Затянув пояс, он привязывает ножны к ноге сыромятным шнурком, сдвигает колчан со стрелами для арбалета за спину, поправляет кинжал, висящий справа. Он готов. Он наклоняется и берет снег в горсть. Он жадно запихивает снег в рот и вдруг начинает смеяться — бешено и громко, как смеются скорбные разумом. Но глаза его горят неукротимой злобой. Он хватает старый плащ и в ярости срывает нашитый алый крест, бормоча что-то под нос. Затем топчет крест ногами и с вызовом смотрит в небо. «Ну что? Неужели ты до сих пор думаешь, что сможешь найти для меня подходящую кару? Ту, которая могла бы сломить благородного рыцаря? Неужели ты настолько глуп, что льстишь себя тщетной надеждой заставить меня смириться? Опуститься на колени? Черта с два! Я совершил немало славных дел во Имя Твое. Но в последний бой я иду с другим именем на устах. И ты больше не услышишь от меня ничего: ни просьбы о пощаде, ни молитвы, ни слов раскаяния. Прощай! Оставайся один в своем безмолвном сверкающем чертоге. Слепая вера — удел глупцов. А я ухожу нераскаянным и свободным».

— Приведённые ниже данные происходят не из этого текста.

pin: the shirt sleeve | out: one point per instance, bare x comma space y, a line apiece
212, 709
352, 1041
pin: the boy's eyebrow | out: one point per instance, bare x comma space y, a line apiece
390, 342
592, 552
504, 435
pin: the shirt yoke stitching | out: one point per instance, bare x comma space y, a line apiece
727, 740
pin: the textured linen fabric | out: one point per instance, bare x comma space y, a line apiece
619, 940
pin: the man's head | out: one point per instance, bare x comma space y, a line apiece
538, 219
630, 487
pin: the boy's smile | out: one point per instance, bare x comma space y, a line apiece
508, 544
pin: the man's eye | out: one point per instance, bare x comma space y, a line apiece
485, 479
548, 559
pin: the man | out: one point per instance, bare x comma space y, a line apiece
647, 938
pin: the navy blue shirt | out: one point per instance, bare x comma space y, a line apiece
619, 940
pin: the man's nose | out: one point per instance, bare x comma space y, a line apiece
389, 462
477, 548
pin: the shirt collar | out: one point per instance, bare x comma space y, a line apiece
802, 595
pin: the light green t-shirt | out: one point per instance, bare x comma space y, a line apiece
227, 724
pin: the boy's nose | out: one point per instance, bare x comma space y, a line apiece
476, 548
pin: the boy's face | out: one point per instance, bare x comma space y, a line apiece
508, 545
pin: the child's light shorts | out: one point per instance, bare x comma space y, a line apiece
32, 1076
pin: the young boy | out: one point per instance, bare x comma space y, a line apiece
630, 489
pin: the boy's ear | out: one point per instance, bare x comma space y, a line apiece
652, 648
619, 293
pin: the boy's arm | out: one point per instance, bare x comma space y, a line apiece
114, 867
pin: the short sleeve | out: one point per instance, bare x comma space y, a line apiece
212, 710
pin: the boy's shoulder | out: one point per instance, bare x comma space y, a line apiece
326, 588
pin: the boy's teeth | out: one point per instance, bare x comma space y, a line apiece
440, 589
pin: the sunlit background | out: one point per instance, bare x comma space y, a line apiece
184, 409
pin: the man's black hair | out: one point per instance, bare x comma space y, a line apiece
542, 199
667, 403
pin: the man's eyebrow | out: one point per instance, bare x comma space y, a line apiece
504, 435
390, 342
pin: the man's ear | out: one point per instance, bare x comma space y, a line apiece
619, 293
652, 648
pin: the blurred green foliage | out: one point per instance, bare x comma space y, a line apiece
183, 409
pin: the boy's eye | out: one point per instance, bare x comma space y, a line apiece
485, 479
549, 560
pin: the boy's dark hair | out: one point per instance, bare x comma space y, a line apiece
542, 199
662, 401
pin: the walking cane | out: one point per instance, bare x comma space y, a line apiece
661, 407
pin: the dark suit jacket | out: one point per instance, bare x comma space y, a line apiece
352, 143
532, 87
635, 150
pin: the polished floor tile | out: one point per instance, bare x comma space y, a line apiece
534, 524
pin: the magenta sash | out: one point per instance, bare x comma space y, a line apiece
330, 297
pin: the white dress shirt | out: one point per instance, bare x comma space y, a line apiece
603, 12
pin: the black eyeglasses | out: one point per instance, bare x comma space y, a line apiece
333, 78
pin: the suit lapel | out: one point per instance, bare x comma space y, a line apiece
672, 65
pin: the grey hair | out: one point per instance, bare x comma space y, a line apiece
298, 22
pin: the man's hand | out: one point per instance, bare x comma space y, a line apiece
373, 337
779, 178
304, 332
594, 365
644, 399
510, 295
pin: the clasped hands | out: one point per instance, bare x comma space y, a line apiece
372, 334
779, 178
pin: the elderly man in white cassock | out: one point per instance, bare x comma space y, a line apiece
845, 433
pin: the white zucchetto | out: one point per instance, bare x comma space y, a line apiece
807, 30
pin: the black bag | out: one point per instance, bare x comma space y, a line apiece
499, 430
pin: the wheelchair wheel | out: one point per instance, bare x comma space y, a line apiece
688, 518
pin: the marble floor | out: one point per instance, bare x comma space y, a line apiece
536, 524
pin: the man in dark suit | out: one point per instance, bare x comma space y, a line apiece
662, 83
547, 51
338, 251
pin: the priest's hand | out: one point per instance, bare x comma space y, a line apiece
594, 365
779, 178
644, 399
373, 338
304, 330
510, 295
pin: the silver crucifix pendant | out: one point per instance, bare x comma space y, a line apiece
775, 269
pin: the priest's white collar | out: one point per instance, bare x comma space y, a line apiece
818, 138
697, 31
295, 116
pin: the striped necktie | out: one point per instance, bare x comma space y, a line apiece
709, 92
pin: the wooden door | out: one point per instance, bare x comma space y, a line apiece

Он накидывает плащ на широкие худые плечи, завязывает на шее шелковые шнурки, подтягивает тяжелые сапоги из оленьей кожи и начинает спускаться в долину.
Он идет по тропе, прыгает с камня на камень, не таясь. Он распевает старую тамплиерскую песню, и свежий морозный воздух звенит от веселой похабщины. Он идет налегке, оставив на месте последнего ночлега кусок черствого хлеба, трут и кресало, потому что знает, что ему больше не потребуются ни еда, ни огонь…
Отныне он ПРОКЛЯТ. И еще — ИЗБРАН.
И то, и другое тяжкой ношей лежит на его плечах, тянет к земле, но в сердце рыцаря нет ни страха, ни жалости…
Алый крест, сорванный с плаща, втоптан в грязный снег, но рыцарь несет другой, более тяжкий крест. И знает, что должен донести его до конца…
Бекетов остановился. По полу комнаты ползла тяжелая пугающая дрожь, но Бекетов не знал, была ли она реальной или же предвестником неотвратимо надвигающегося безумия, которого он ждал, как избавления. Будто осуществлялась известная образная фраза: «Привычный мир вокруг него рушился».
Он услышал грохот и треск, стул под ним подпрыгнул, и монитор, дрожа, пополз к краю стола.